6. The 1D structure settings pop-up window is displayed. This presents metadata associated to the selected structure file. These are the data within the shapefile attribute table. The settings window also enables you to select which variables to save from the structure during your simulation. The following variables are initially selected by default:
   • Discharge (i.e. flow)
   • Water elevation (i.e. stage)
   • Water depth
   • Flow velocity
   By default, the 1D structure will utilise the same time settings as the associated 2D model, i.e. save interval, simulation start time and end time.

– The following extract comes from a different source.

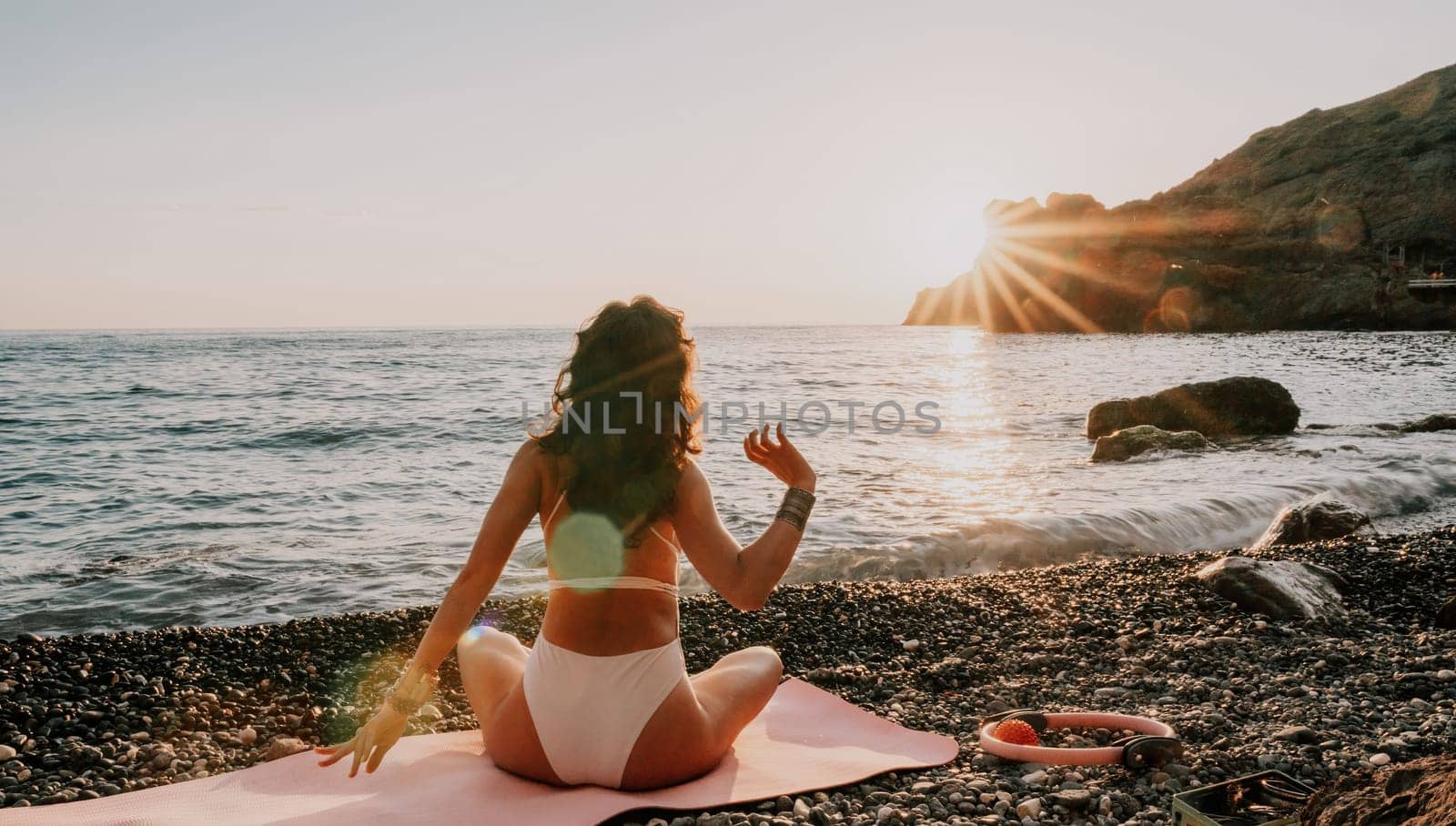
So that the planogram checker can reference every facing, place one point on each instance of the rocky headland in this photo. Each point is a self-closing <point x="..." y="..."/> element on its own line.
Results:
<point x="1320" y="223"/>
<point x="1343" y="694"/>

However, the settings window provides the option to change these for each embedded structure, i.e. use a different save interval for data calculated for the 1D structure and/or only record outputs from the 1D structure for a subset of the full simulation period.
7. After defining all settings click OK to return to the main 2D interface. The 1D structure shapefile should now appear in the table with any custom settings you’ve applied, as shown below:
   
8. Repeat steps 5 to 7 to add further embedded structures data to your 2D model. There is no limit to the number of shapefiles you can add to this table.
9. If you need to review or further edit settings for an embedded structure you can access the setting pop-up either by double-clicking on a row in the table or highlighting the row and clicking the Edit/View button below the table.
   Furthermore, if you decide that a structure is no longer required in your model then highlight the row in the table and click the Remove button.
10. Finally click the Save button (located bottom right of the 2D model interface) to apply all your edits. If you close the 2D model interface without saving then all unsaved changes from that session will be lost.

It is also possible to view the results from embedded structures in custom time-series plots.